Estamos acercándonos al bote. No siento temor. Dulce cubre mi mano con las suyas. Las manos de ella son tan grandes que la mía desaparece entre sus dedos. Alza mi brazo y lo aprieta contra su pecho, como si de esa forma me protegiera mejor. El bote volcado sobre la arena está cubierto en algunas partes por un liquen verde y húmedo. Tiene pequeñas áreas de un color rojo desvaído. El cocodrilo parece dormir. Su cuerpo también tiene liquen adherido en diferentes partes. Se asemeja a una estatua antigua tumbada sobre la arena. Ahora estamos los tres muy juntos, observando. Trato de leer las letras borrosas que no han sido cubiertas. Leo una u del revés, una r; no logro leer más.

Este tema lo he usado varias veces en escritos que se han perdido, por suerte. Unos días atrás, buscando entre mis papeles, hallé algunos párrafos de una novela insoportable que escribí hace ya más de treinta años y que relataba lo mismo, aunque en un tono descuidado, algo atolondrado, como la juventud de aquella época. Pero ahora que vuelvo a leerlos, los recuerdos siguen siendo idénticos, aunque ya no tenga el mismo ímpetu, ni la juventud. 

Con el bote, podemos cruzar el río, pienso. Me imagino surcando las aguas oscuras.
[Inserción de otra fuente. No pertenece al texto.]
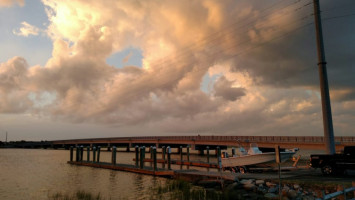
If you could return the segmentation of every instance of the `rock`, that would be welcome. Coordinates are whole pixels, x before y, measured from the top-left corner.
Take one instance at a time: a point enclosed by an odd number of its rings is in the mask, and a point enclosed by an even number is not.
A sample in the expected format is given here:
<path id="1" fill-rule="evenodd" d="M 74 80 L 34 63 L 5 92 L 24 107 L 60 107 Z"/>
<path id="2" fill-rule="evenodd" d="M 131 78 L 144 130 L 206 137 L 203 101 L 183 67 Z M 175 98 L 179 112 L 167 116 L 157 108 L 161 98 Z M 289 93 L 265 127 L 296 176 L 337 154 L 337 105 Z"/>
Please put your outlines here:
<path id="1" fill-rule="evenodd" d="M 287 185 L 284 185 L 284 186 L 282 187 L 282 190 L 283 190 L 283 191 L 289 191 L 289 190 L 290 190 L 290 187 L 288 187 Z"/>
<path id="2" fill-rule="evenodd" d="M 256 185 L 260 185 L 260 184 L 264 184 L 264 183 L 265 183 L 264 180 L 256 180 L 256 181 L 255 181 L 255 184 L 256 184 Z"/>
<path id="3" fill-rule="evenodd" d="M 294 184 L 294 185 L 293 185 L 293 189 L 297 190 L 297 189 L 299 189 L 299 188 L 300 188 L 300 185 L 298 185 L 298 184 Z"/>
<path id="4" fill-rule="evenodd" d="M 229 184 L 229 185 L 226 187 L 226 189 L 227 189 L 227 190 L 237 189 L 237 188 L 238 188 L 238 185 L 239 185 L 239 183 L 235 182 L 235 183 Z"/>
<path id="5" fill-rule="evenodd" d="M 274 193 L 266 193 L 264 195 L 265 199 L 278 199 L 279 198 L 279 195 L 276 195 Z"/>
<path id="6" fill-rule="evenodd" d="M 295 190 L 289 190 L 287 192 L 287 196 L 290 198 L 290 199 L 294 199 L 298 196 L 297 192 Z"/>
<path id="7" fill-rule="evenodd" d="M 269 188 L 269 193 L 276 193 L 279 190 L 277 187 L 271 187 Z"/>
<path id="8" fill-rule="evenodd" d="M 243 187 L 246 190 L 253 190 L 256 186 L 254 184 L 244 184 Z"/>
<path id="9" fill-rule="evenodd" d="M 282 200 L 289 200 L 289 198 L 287 196 L 282 196 L 281 198 Z"/>
<path id="10" fill-rule="evenodd" d="M 303 196 L 302 200 L 314 200 L 315 198 L 313 196 Z"/>
<path id="11" fill-rule="evenodd" d="M 234 182 L 239 182 L 239 179 L 237 176 L 234 177 Z"/>
<path id="12" fill-rule="evenodd" d="M 275 183 L 271 183 L 271 182 L 266 182 L 265 184 L 266 184 L 266 186 L 268 186 L 268 187 L 275 187 L 275 186 L 276 186 Z"/>
<path id="13" fill-rule="evenodd" d="M 246 185 L 246 184 L 253 184 L 254 179 L 243 179 L 240 181 L 241 184 Z"/>
<path id="14" fill-rule="evenodd" d="M 260 192 L 260 193 L 263 193 L 263 194 L 268 193 L 268 190 L 266 188 L 264 188 L 264 187 L 258 187 L 257 191 Z"/>

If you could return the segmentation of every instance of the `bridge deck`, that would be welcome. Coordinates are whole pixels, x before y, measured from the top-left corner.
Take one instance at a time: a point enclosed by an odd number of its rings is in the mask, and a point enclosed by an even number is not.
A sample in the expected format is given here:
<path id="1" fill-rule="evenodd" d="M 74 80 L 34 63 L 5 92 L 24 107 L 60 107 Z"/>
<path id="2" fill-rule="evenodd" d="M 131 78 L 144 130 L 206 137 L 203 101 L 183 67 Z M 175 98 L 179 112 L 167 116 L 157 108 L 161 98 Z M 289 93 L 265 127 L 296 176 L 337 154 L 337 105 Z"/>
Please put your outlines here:
<path id="1" fill-rule="evenodd" d="M 355 137 L 335 137 L 337 150 L 344 146 L 355 145 Z M 149 137 L 115 137 L 115 138 L 91 138 L 51 141 L 53 145 L 101 145 L 101 146 L 179 146 L 190 145 L 195 150 L 205 150 L 207 146 L 214 149 L 216 146 L 247 146 L 257 143 L 259 147 L 273 148 L 279 145 L 281 148 L 325 149 L 324 137 L 321 136 L 149 136 Z"/>

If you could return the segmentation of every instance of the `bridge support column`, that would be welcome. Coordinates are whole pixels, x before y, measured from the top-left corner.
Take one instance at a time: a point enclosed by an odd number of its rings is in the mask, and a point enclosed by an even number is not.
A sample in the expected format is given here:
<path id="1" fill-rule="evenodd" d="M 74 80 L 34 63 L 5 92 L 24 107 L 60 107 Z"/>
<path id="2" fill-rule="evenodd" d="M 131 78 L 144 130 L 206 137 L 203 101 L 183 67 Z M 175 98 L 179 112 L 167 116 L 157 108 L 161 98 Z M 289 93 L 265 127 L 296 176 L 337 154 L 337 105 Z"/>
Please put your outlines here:
<path id="1" fill-rule="evenodd" d="M 86 154 L 87 154 L 86 161 L 90 162 L 90 146 L 86 147 Z"/>
<path id="2" fill-rule="evenodd" d="M 100 152 L 101 152 L 101 147 L 98 146 L 98 147 L 97 147 L 97 162 L 98 162 L 98 163 L 100 162 Z"/>
<path id="3" fill-rule="evenodd" d="M 96 147 L 92 147 L 92 162 L 96 162 Z"/>
<path id="4" fill-rule="evenodd" d="M 206 154 L 207 154 L 207 163 L 210 163 L 210 147 L 206 147 Z"/>
<path id="5" fill-rule="evenodd" d="M 177 153 L 178 153 L 178 154 L 181 154 L 181 153 L 182 153 L 181 146 L 180 146 L 180 148 L 177 149 Z"/>
<path id="6" fill-rule="evenodd" d="M 202 148 L 202 147 L 200 147 L 200 148 Z M 198 155 L 200 155 L 200 156 L 205 155 L 204 149 L 199 149 L 198 150 Z"/>
<path id="7" fill-rule="evenodd" d="M 113 165 L 116 165 L 116 152 L 117 152 L 117 149 L 115 146 L 112 147 L 112 164 Z"/>
<path id="8" fill-rule="evenodd" d="M 128 144 L 128 146 L 126 147 L 126 152 L 130 152 L 130 145 Z"/>
<path id="9" fill-rule="evenodd" d="M 180 148 L 179 148 L 179 153 L 180 153 L 180 161 L 182 162 L 182 160 L 183 160 L 182 146 L 180 146 Z"/>
<path id="10" fill-rule="evenodd" d="M 232 157 L 234 157 L 235 156 L 235 148 L 233 147 L 232 148 Z"/>
<path id="11" fill-rule="evenodd" d="M 79 146 L 76 146 L 76 157 L 75 157 L 75 161 L 76 162 L 79 162 L 79 156 L 80 156 L 80 147 Z"/>
<path id="12" fill-rule="evenodd" d="M 73 162 L 73 147 L 70 147 L 70 162 Z"/>
<path id="13" fill-rule="evenodd" d="M 186 147 L 186 155 L 187 155 L 187 162 L 190 162 L 190 146 L 187 145 Z"/>
<path id="14" fill-rule="evenodd" d="M 153 147 L 153 163 L 154 163 L 154 171 L 157 171 L 157 148 Z"/>
<path id="15" fill-rule="evenodd" d="M 111 144 L 110 143 L 107 144 L 107 151 L 111 151 Z"/>
<path id="16" fill-rule="evenodd" d="M 162 156 L 162 159 L 163 159 L 163 168 L 164 168 L 164 169 L 165 169 L 165 153 L 166 153 L 165 146 L 162 146 L 162 149 L 161 149 L 161 156 Z"/>

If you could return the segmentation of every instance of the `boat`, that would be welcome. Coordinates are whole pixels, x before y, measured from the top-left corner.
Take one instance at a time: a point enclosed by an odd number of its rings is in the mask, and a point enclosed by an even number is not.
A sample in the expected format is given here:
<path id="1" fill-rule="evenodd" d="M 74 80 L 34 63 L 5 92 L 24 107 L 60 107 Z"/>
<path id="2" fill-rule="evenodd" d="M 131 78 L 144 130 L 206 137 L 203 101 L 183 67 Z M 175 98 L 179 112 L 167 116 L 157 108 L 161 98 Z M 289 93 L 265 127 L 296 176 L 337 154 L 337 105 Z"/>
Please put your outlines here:
<path id="1" fill-rule="evenodd" d="M 298 151 L 298 148 L 286 149 L 280 152 L 281 162 L 289 160 Z M 266 163 L 275 163 L 276 153 L 275 152 L 262 152 L 256 144 L 250 144 L 248 151 L 243 147 L 236 149 L 235 155 L 232 157 L 228 156 L 227 152 L 223 152 L 221 164 L 222 168 L 234 168 L 240 169 L 240 167 L 245 168 L 249 165 L 258 165 Z"/>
Sólo nosotros dos estamos cruzando hacia el otro lado. El hombre sin rostro, inmóvil, parado en la orilla, nos observa mientras nos alejamos.

Aquí se interrumpen las imágenes que me persiguen hace tanto tiempo. No tengo la certeza de haberlas soñado, ni tampoco la seguridad de que viví aquel momento alucinante. Nunca hablé de ello con Dulce, aunque recuerdo estar a su lado preguntándome qué fue realmente, pero siempre me faltó el valor. Dulce ya no está. Una tarde la encontraron ahorcada en el baño de su casa. Todavía su olor a perfume y cigarros me sorprende en los lugares más inesperados, y cuando eso ocurre, ella me toma de la mano y entre sus dedos infinitos, me pierdo.